Генерал-майор Сэмюэль Питкин был заместителем начальника разведывательного управления и старым другом Роя еще по Вест-Пойнту. «Надо позвонить ему, надо позвонить!» – лихорадочно думал дежурный генерал.
Он окинул глазами огромный операционный зал, на стенах которого были размещены экраны для отображения информации коллективного пользования. Зал заполняли ряды столов, за каждым из них сидел офицер-оператор, работающий с устройством отображения инфор мации индивидуального пользования, поток ее ограничивался тем направлением, за которое отвечал офицер.

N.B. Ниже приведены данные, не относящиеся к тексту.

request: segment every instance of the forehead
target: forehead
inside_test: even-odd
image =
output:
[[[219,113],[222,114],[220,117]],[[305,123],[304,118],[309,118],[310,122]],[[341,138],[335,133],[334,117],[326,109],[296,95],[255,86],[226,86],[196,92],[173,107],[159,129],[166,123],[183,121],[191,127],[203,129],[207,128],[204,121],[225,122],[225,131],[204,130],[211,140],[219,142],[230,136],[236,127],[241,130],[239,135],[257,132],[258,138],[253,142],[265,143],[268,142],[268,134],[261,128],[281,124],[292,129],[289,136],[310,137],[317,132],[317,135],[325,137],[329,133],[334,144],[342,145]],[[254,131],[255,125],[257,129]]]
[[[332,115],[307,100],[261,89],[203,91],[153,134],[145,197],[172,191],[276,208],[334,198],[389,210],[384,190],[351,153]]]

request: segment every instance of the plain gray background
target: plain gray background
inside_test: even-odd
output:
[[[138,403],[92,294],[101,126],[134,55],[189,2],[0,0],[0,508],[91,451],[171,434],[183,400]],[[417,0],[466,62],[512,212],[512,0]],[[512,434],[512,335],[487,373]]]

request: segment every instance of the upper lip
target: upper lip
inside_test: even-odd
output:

«Нет, отсюда вести такой разговор нельзя – слишком много посторонних глаз и ушей. Откуда же тогда? Откуда? Из кабинета председателя КНШ! – осенило наконец дежурного генерала. – Надо вызвать Сэма оттуда. Сейчас он должен находиться в Национальном разведывательном центре».
«Решено!» – сказал себе Монтгомери и поднялся с кресла, в котором сидел перед центральным пультом управления общей стратегической обстановки.
Эти парни из ФЕМА, – снова напомнил ему оператор.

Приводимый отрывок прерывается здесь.